Its hard to keep your chin up when you don’t even have one. Its even worse when you’ve been kidnapped from your home, cramped into tight quarters and forced to wait out the last hours of your life crawling on top of your compadres. Sure, you’d rather be on top where you can breathe and move around a bit, but then you face the chances of looking meaty and delicious and find your way to the boiling pot right quick. It’s a tough life when you’re only a customer away from being cooked alive; no wonder Grumpy Crab’s crabby.

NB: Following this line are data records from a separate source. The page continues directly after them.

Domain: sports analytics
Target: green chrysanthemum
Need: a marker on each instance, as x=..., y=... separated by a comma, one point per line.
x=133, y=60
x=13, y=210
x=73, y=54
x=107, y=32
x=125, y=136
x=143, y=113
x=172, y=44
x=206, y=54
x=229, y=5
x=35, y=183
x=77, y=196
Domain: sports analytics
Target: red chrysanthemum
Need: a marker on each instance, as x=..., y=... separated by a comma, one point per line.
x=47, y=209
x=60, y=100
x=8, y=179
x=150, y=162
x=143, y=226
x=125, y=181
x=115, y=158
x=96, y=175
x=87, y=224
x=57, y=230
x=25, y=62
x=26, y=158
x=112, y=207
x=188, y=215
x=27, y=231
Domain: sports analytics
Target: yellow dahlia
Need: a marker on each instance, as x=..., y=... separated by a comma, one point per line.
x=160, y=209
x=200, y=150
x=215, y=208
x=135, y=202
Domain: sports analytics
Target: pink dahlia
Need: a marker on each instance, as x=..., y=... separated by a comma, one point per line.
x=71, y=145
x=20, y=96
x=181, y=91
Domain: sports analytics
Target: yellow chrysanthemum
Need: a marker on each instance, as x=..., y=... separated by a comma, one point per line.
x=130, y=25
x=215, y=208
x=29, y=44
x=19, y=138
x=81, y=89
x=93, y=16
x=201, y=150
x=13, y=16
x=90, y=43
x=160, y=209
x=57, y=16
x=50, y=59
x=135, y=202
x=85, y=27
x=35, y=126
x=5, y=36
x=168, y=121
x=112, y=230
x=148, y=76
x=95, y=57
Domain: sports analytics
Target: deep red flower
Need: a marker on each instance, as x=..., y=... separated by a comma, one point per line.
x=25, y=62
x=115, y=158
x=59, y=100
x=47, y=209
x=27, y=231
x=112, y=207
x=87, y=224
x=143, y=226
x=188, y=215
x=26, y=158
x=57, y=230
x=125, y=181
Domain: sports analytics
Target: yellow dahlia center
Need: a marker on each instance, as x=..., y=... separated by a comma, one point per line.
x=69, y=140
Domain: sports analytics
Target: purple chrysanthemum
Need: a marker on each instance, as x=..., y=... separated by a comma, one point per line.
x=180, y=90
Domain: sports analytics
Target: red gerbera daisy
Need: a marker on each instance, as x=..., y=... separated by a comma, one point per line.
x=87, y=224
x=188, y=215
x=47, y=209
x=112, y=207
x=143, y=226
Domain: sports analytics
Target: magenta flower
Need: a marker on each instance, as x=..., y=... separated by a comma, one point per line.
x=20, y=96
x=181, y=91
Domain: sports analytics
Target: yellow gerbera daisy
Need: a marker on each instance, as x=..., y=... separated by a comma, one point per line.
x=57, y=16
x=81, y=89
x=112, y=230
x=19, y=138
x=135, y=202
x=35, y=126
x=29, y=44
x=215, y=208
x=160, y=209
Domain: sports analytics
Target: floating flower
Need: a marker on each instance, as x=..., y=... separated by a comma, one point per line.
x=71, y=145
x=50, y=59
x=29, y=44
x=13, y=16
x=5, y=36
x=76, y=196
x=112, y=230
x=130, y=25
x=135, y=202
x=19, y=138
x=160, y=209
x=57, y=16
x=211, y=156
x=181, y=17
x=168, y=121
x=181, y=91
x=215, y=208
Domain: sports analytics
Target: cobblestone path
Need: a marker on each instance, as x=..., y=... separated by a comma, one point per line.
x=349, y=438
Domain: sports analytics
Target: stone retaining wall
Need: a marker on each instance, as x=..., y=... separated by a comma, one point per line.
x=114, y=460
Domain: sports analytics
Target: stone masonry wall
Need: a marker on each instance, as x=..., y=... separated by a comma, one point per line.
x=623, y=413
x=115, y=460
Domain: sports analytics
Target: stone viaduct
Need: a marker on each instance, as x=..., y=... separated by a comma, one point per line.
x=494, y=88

Still, its better than being one of the Horse-Shoe Crabs in the next bin over, already legs up, on-ice. And Grumpy Crab can’t possibly be the only one to find the Prawn’s fate cruelly ironic: suffocated, surrounded by water too cold, too hard for them to breathe.

Grumpy Crab’s heard of crazier escapes though. He can breathe air, unlike those mindless Sea Bugs, swimming like Lobster tails without bodies. Therefore, with some precise pinches and some quick scuttling, Grumpy Crab could be back in The Sea by nightfall.


Back in The Sea other crabs claimed legendary escapes, slipping rubber bands off their claws, snipping a finger off a chef and scooting deftly back to the beach before apprehension. The Escape Crab even had the finger to prove it, though it certainly did look a lot like a piece of dead coral. “Dead coral or not”, Grumpy Crab declared, “the world’s my oyster and I’ll never be dipped in melted butter with garlic.”

Such conviction, especially from a crab, was inspirational. Thus, Faith and I opted for shrimp in Tom Yam Goong and Sea Bugs cooked in garlic.